I have the following dataframe Positive Samples Dataframe loaded from a txt file using pandas
This positive samples dataframe has a column called Gene Set, which is basically a list of genes. When I run postive_samples["Gene Set"] I get the following output
['YAL004W', 'YLL024C'] ['YAL005C', 'YLL024C'] ['YAL005C', 'YMR006C'] ['YAL005C', 'YOL090W'] ['YAL009W', 'YBR074W'] ['YAL009W', 'YER162C'] ['YAL009W', 'YHL024W'] ['YAL009W', 'YJL187C'] ['YAL009W', 'YKR003W']
I also have another dataframe called new_expression_df New Expression Dataframe, which has positive_samples["Gene Set"] column as its index.

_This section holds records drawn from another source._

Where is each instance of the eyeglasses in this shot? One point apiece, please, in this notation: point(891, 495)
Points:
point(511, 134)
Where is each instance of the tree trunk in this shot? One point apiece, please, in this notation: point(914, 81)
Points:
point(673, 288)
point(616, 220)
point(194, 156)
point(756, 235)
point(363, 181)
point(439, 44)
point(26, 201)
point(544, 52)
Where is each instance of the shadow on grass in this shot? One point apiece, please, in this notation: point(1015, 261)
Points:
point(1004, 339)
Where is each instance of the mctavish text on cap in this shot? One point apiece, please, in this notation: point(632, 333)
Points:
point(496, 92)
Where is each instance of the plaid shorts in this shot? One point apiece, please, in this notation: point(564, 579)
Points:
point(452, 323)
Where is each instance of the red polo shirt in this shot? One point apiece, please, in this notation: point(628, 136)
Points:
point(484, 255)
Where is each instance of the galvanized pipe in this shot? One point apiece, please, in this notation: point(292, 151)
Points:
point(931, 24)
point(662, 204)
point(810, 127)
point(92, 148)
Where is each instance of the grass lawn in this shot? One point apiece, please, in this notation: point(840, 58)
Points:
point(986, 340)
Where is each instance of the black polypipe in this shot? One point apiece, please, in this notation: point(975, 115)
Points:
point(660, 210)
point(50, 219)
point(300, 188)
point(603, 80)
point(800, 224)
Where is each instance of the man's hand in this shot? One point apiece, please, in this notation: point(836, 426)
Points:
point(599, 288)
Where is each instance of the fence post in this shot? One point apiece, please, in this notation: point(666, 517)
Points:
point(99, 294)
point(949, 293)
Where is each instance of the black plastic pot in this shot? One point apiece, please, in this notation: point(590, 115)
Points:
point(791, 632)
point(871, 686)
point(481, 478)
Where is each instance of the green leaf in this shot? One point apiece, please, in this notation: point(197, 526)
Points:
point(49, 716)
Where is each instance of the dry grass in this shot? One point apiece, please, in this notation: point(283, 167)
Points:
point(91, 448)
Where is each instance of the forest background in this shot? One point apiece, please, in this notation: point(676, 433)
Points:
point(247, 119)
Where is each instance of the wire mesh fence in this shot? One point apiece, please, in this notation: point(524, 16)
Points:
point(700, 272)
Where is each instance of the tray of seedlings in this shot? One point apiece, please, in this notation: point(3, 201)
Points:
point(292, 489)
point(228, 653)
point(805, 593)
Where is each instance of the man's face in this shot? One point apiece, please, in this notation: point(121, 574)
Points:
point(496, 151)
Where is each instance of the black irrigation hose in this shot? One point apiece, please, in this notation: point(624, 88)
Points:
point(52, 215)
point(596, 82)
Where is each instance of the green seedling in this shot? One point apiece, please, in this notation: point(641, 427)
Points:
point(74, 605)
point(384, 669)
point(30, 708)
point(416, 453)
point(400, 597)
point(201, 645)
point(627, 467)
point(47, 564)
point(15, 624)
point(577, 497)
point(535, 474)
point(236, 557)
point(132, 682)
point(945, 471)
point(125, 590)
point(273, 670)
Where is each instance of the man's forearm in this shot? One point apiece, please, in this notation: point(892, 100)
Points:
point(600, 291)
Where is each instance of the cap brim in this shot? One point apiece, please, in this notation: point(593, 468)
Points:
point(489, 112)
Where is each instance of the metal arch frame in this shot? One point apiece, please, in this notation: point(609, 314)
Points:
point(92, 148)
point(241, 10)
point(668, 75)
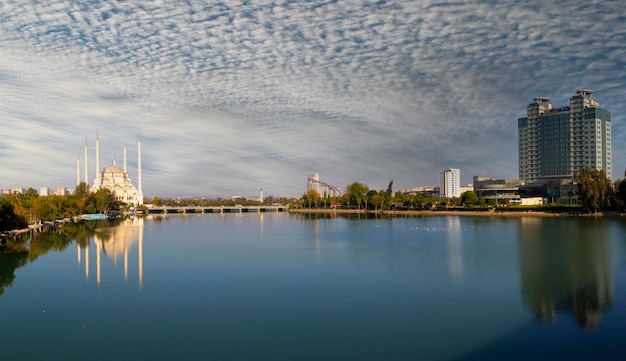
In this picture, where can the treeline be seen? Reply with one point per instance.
(357, 195)
(594, 193)
(20, 210)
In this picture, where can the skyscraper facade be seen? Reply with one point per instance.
(450, 183)
(554, 143)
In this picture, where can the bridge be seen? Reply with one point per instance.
(212, 209)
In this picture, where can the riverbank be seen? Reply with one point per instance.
(33, 228)
(486, 213)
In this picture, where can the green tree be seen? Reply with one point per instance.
(311, 198)
(388, 195)
(620, 191)
(378, 200)
(593, 188)
(8, 219)
(357, 194)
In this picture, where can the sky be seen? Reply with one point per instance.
(229, 97)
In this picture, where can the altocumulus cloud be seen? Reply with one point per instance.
(239, 95)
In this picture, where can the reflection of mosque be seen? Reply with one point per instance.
(566, 267)
(117, 244)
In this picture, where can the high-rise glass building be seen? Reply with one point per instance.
(554, 143)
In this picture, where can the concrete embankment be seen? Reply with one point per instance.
(33, 228)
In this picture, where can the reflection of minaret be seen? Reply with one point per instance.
(98, 263)
(78, 169)
(113, 242)
(566, 266)
(140, 260)
(87, 261)
(454, 248)
(86, 163)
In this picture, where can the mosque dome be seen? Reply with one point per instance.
(113, 169)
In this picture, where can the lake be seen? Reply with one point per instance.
(274, 286)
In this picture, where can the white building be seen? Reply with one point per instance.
(450, 183)
(114, 178)
(323, 189)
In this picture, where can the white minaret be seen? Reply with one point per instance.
(78, 169)
(139, 187)
(96, 183)
(86, 164)
(125, 170)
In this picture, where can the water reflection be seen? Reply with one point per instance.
(454, 248)
(566, 268)
(116, 243)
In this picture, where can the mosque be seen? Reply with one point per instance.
(114, 178)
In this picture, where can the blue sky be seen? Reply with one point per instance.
(229, 97)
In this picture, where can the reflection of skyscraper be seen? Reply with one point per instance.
(566, 267)
(454, 248)
(116, 243)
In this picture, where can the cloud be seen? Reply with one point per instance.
(232, 97)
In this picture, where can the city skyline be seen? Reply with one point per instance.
(228, 99)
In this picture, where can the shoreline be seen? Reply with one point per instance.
(472, 213)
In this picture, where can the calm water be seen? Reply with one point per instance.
(285, 287)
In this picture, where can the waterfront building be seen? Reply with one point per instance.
(554, 143)
(450, 183)
(505, 190)
(427, 191)
(323, 189)
(116, 179)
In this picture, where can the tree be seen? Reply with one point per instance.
(388, 193)
(357, 193)
(593, 188)
(378, 200)
(311, 197)
(620, 190)
(8, 219)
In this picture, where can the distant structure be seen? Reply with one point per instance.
(506, 190)
(554, 143)
(450, 183)
(115, 179)
(323, 189)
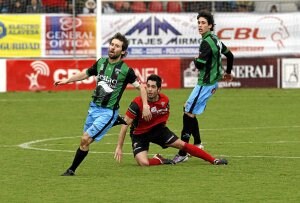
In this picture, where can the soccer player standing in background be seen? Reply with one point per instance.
(209, 65)
(113, 75)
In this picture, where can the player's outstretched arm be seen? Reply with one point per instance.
(119, 149)
(77, 77)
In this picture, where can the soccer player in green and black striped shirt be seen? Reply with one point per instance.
(209, 64)
(113, 75)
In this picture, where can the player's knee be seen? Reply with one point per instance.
(85, 141)
(142, 162)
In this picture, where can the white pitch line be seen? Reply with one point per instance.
(27, 145)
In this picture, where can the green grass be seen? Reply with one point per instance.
(258, 130)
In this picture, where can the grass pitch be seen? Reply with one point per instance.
(257, 130)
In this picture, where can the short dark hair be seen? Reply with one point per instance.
(208, 16)
(156, 78)
(123, 39)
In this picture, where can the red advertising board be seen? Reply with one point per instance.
(39, 75)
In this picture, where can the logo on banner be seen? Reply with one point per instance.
(39, 68)
(291, 73)
(153, 28)
(279, 31)
(2, 30)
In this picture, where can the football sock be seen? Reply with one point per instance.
(197, 152)
(196, 132)
(79, 156)
(153, 162)
(186, 131)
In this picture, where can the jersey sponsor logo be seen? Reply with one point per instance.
(111, 82)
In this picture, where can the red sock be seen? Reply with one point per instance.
(197, 152)
(153, 162)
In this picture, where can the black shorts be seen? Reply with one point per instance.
(160, 135)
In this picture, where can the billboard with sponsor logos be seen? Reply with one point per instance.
(39, 75)
(261, 72)
(66, 36)
(176, 35)
(290, 73)
(20, 36)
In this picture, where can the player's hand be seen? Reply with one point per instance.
(227, 77)
(118, 154)
(147, 116)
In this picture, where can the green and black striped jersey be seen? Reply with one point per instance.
(112, 79)
(209, 61)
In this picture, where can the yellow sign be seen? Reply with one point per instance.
(20, 36)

So What i am trying to do is get the values which are stored in postive_samples["Gene Set"] as they are and locate them using loc in the new_expression_df index using a loop.
samples_column_list= ["GSM144760","GSM144761","GSM144762","GSM144763","GSM144764"]
for gene_class_column in postive_samples[['Gene Set']]:
#Select column contents by column name using [] operator
geneSeriesObj = postive_samples[gene_class_column]
gene_pairs = geneSeriesObj.values
#get gene pairs and locate their expression in the given samples
for gene_pair in gene_pairs:
new_expression_df.loc[gene_pair,samples_column_list]
I am getting a key Error at the beginning of the iteration when I try to do this using a loop, ideally I want to get each gene set as a list, locate its values in another data frame using its index.
But, when I plug in each set like below without using a loop it works just fine for the same values I get a Key Error for, so what am I doing wrong here?
new_expression_df.loc[['YAL002W','YBL001C'],samples_column_list]
I want to put the row argument of the loc function dynamically from another data frame column values which are stored in a list.